Paclitaxel-Coated Balloons for the Treatment of Symptomatic Central Venous Stenosis in Vascular Access: Results From a European, Multicenter, Single-Arm Retrospective Analysis

Autor: Alexandros Mallios, Simone Zilahi de Gyurgyokai, Pedro Ponce, Alessio Spinelli, Konstantinos Stavroulakis, Rami El Hage, Dimitrios Karnabatidis, Pierleone Lucatelli, Panagiotis Kitrou, Raphaël Coscas, Konstantinos Katsanos, Tobias Steinke, Ounali Jaffer, Theodosios Bisdas, Roberto Cancellieri, Stavros Spiliopoulos
Rok vydání: 2021
Předmět:
Zdroj: Journal of Endovascular Therapy. 28:442-451
ISSN: 1545-1550
1526-6028
Popis: Introduction: This was a European, multicenter, investigator-initiated and run, single-arm retrospective analysis to assess the safety and the clinical benefit of the use of paclitaxel-coated balloon (PCB) for the treatment of symptomatic central venous stenosis (CVS). Materials and Methods: Eleven centers from 7 countries across Europe, submitted 86 cases performed during the period between October 2015 and June 2018. Minimum follow-up was 6 months. Patient baseline demographics and procedural details were collected. Mean age was 62.6 years (SD 15.2 years). Median vascular access age was 3.0 years (IQR 1.2–4.8 years).
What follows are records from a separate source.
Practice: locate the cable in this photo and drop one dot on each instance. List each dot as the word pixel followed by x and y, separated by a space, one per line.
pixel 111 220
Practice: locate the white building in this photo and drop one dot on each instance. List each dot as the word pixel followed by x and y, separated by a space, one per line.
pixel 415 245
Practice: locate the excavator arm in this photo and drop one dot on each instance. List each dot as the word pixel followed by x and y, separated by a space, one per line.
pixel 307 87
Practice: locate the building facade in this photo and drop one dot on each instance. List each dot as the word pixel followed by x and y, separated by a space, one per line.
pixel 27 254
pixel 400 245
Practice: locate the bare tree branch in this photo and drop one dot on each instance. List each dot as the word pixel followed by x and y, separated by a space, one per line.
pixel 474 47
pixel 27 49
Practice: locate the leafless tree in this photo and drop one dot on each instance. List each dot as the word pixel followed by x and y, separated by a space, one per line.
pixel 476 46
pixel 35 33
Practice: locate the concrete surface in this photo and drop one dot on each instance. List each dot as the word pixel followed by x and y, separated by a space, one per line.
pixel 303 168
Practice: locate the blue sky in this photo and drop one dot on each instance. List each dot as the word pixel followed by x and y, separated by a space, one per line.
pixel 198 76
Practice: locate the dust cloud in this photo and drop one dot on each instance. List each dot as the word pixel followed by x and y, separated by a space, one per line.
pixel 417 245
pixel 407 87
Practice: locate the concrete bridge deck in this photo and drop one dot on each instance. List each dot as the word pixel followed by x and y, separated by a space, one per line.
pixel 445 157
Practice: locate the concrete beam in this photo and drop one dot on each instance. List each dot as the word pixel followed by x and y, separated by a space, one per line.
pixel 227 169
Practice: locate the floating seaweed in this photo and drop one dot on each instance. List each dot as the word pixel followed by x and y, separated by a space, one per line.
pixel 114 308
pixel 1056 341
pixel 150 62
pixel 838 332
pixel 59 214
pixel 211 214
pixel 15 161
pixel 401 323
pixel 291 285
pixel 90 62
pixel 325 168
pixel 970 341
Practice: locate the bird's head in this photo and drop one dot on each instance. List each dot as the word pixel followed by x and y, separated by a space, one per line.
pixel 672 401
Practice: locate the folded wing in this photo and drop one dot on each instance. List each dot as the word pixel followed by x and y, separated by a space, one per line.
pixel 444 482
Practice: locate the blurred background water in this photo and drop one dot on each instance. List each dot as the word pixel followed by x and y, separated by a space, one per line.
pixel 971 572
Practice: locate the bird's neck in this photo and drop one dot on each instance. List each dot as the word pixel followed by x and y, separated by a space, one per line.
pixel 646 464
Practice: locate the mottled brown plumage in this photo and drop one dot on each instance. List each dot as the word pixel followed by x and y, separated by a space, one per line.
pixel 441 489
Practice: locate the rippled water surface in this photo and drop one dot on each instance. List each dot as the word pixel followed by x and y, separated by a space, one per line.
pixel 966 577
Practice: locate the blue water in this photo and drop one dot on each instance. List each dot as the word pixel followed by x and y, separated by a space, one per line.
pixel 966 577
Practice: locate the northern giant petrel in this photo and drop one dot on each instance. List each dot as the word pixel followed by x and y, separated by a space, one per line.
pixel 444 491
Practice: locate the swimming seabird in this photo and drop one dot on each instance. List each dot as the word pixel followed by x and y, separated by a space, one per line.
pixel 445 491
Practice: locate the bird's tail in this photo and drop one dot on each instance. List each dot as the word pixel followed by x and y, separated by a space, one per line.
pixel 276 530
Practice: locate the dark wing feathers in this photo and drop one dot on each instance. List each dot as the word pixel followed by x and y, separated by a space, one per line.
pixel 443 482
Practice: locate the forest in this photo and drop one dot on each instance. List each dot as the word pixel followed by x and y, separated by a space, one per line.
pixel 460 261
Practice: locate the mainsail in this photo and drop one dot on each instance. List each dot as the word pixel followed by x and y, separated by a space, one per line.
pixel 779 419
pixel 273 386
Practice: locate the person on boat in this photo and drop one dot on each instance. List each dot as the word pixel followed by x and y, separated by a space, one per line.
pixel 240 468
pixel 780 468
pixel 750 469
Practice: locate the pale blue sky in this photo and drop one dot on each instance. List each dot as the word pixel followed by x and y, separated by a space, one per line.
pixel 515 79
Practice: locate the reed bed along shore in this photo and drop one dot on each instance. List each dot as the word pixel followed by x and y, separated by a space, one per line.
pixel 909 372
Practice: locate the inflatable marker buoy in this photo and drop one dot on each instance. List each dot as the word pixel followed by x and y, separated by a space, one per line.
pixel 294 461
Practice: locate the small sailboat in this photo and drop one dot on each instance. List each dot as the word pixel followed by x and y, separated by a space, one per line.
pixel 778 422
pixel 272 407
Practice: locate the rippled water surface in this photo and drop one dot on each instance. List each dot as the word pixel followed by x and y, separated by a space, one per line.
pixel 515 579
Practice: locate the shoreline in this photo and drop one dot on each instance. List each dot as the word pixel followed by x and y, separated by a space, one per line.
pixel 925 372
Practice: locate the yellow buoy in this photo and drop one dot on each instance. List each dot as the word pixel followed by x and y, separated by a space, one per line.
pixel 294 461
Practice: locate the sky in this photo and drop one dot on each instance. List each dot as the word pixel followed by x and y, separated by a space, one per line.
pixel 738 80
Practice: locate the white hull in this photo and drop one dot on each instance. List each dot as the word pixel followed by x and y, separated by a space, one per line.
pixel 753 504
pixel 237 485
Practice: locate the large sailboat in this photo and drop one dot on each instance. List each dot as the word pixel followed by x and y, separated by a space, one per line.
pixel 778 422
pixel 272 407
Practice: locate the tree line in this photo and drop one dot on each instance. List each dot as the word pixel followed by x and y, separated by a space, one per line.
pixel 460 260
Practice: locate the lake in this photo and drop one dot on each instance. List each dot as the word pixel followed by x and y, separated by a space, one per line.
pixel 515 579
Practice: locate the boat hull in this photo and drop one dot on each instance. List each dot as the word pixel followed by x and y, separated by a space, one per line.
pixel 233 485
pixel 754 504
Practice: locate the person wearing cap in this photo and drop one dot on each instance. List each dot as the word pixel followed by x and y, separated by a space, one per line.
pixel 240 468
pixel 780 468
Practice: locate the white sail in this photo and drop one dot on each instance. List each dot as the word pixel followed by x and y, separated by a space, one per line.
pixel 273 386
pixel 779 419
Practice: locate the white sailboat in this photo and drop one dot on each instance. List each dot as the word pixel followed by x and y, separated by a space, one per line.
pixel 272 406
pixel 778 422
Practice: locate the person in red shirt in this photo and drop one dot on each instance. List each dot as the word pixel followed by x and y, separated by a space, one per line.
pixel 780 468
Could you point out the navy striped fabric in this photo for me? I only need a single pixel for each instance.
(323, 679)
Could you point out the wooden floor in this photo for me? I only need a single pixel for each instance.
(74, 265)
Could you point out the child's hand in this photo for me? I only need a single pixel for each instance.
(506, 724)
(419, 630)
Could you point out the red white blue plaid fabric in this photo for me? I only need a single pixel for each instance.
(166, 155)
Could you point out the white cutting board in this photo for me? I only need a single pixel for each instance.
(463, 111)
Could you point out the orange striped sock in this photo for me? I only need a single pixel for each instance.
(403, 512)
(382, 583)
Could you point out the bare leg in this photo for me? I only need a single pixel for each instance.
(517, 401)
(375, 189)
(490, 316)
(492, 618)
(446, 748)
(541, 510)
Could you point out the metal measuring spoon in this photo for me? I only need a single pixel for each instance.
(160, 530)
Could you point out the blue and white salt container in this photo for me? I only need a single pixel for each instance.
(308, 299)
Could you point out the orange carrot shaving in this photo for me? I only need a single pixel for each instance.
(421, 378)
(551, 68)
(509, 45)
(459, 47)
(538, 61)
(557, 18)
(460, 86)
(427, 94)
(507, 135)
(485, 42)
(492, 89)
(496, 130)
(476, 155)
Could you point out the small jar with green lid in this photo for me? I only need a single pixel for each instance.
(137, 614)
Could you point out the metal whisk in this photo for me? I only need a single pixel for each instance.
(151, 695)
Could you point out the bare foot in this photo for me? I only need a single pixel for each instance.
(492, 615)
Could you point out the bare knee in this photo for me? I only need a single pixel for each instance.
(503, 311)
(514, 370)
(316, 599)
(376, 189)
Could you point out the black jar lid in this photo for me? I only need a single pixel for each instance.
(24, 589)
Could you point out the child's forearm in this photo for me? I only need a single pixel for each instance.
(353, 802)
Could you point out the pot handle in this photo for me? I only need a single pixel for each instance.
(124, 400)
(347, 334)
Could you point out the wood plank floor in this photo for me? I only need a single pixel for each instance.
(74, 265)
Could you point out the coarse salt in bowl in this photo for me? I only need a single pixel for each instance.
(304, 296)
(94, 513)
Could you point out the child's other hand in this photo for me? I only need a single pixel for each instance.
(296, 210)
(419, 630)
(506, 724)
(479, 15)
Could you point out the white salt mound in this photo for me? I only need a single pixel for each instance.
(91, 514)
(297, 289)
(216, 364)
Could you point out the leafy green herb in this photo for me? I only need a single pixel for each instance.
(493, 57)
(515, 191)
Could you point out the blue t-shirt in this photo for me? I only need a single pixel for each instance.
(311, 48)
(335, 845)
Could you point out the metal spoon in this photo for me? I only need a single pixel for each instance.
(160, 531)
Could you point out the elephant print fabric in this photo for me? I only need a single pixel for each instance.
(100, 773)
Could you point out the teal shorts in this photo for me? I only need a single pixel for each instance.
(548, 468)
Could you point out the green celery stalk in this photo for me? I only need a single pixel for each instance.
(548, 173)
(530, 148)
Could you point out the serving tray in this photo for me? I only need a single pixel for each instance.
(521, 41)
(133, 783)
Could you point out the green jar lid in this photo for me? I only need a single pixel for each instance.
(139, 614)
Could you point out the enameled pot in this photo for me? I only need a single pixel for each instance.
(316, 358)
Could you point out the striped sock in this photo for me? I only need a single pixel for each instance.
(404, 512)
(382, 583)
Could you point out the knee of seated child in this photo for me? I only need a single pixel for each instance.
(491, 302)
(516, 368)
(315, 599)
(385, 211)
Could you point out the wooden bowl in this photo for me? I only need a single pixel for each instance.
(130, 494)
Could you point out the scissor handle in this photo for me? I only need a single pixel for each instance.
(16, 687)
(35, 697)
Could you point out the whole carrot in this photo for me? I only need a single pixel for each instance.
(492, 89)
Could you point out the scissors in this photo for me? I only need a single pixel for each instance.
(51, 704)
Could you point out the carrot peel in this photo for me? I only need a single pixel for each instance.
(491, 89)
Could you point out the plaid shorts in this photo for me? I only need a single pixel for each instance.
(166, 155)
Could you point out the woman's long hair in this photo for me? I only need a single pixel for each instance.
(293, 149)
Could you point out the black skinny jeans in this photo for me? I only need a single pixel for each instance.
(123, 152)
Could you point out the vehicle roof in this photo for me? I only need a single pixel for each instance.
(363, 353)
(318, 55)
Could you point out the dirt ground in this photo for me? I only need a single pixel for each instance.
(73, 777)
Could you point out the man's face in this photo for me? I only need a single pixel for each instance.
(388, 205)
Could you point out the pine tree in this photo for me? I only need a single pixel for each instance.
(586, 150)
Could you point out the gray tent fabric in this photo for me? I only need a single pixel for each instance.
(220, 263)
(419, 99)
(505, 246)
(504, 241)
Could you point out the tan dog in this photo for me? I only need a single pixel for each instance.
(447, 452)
A total of 55 were arteriovenous fistulas (64%) the rest arteriovenous grafts (31/86, 36%). Vessels treated were 43 subclavian veins, 42 brachiocephalic veins and 1 superior vena cava. Median drug-coated balloon diameter was 10 mm (IQR 8–12 mm). Primary outcome measures were clinically assessed intervention-free period (IFP) of the treated segment at 6 months and procedure-related minor and major complications. Secondary outcome measures included access circuit survival, patient survival, and the investigation of independent factors that influence the IFP. Results: IFP was 62.7% at 6 months. Median patient follow-up time was 1.0 year (IQR 0.5–2.2 years). There was 1 minor complication (1/86; 1.2%) and no major complications. Access circuit survival was 87.7% at 6 months. Patient survival was 79.7% at 2 years according to Kaplan-Meier survival analysis. Higher balloon diameters significantly favored IFP [HR 0.71 (0.55–0.92), p=0.006; 5–7 mm group vs 8–12 mm group, p=0.025]. Conclusion: In this analysis, use of PCBs for the treatment of symptomatic CVS was safe. Efficacy was comparable to previous trials. Increased balloon size had a significant effect on patency rates.